Das Freibad – Sammelbecken für Groß und Klein, Jung und Alt, Sonnenanbeter und Wasserratten. An heißen Tagen stapeln sich eingeölte Körper auf den Liegewiesen, dümpeln erfrischungsbedürftige Glieder im Chlorwasser, und manch einer trinkt sich einstweilen unter den Gastroschirmen neben dem Buffet mit Spritzwein den Sommer kühl. Doch was wäre das wilde Treiben ohne die Wächter des leicht bekleideten Frohsinns? Die Bademeister pfeifen unerlaubtes Ins-Becken-Köpfeln und Rangeln um den Bassin-Rand ab, bevor der Badespaß ins Wasser fällt. Und sollte es doch mal ernst werden, leiten sie die Rettungskette ein. Alles wichtig und richtig. Doch sind sie eigentlich viel mehr als bloß Aufpasser in Badehosen mit Pfeiferl um den Hals. Sie sind die sozialen Puffer zwischen Spaß und Ernst; Schmähtandler, wenn gewünscht, und Streitschlichter, wenn gebraucht.
Sengend färbt die Nachmittagssonne so manche Hautschichten im Wienerwaldbad in Purkersdorf ledrig, als plötzlich die Lautsprecheranlage knackt. Einige Badegäste schauen erwartungsvoll nach oben. Das ist wohl der unwillkürliche Reflex, sobald sich irgendwo eine Durchsage ankündigt. Denn was gleich folgt, ist keine göttliche Botschaft von jenseits der Wolken, sondern ein kleines Stanzel von Bademeister Michael Hornyik von der verglasten Kassa am Eingang: "Liebe Gäste, heute ist ein heißer Tag. Passt auf euch auf und schaut, dass ihr nicht mit der Sonnencreme spart. Einen wunderschönen Nachmittag im Wienerwaldbad" – zur Melodie von Johnny Be Good liefert er den Soundtrack des Freibadgetümmels. Gerade hat also der singende Bademeister eine außertourliche Exklusiv-Performance gegeben. Denn eigentlich trällert er hauptsächlich als Headliner des Badeschlusses um 19.30 Uhr durch die Lautsprecher.
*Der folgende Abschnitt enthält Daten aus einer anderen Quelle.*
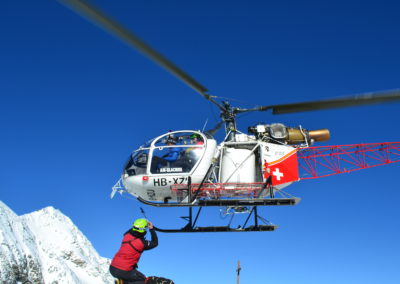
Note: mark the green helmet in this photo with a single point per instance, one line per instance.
(140, 225)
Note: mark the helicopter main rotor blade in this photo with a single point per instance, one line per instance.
(362, 99)
(101, 19)
(215, 129)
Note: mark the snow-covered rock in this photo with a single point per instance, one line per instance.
(46, 247)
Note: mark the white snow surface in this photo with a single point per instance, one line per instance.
(46, 247)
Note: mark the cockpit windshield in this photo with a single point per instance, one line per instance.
(177, 152)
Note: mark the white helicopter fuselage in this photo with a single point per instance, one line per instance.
(245, 161)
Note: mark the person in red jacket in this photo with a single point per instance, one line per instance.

Wobei: Singen kann er ja eigentlich überhaupt nicht, sagt er. "Das Ganze hat so angefangen, dass ich mir gedacht habe: Ich singe sie alle raus." Mittlerweile kann er auf ein Repertoire von zehn bis 15 kurzen Liedern zurückgreifen, Schwimmbad-Remixes von Falcos "Kommissar" bis zur Suffhymne "Was wollen wir trinken". Die Rauswerf-Songs gehören nach acht Saisonen längst zu seinem fixen Ablauf, wenn er einmal Schicht hat. So oft wird das allerdings nicht mehr vorkommen. Neben dem Studium und seiner Tätigkeit als Barkeeper, Poetry Slammer und Kabarettist bleibt nicht mehr viel Zeit, um den Sommer über im Schwimmbad für Recht, Ordnung und musikalische Verwunderung zu sorgen. Das ist auch der Grund, warum er nach dieser Saison – eingefleischte Fans des Freibadbarden müssen jetzt ganz stark sein – das Tischmikro droppen, das Trillerpfeiferl endgültig an den Nagel hängen wird.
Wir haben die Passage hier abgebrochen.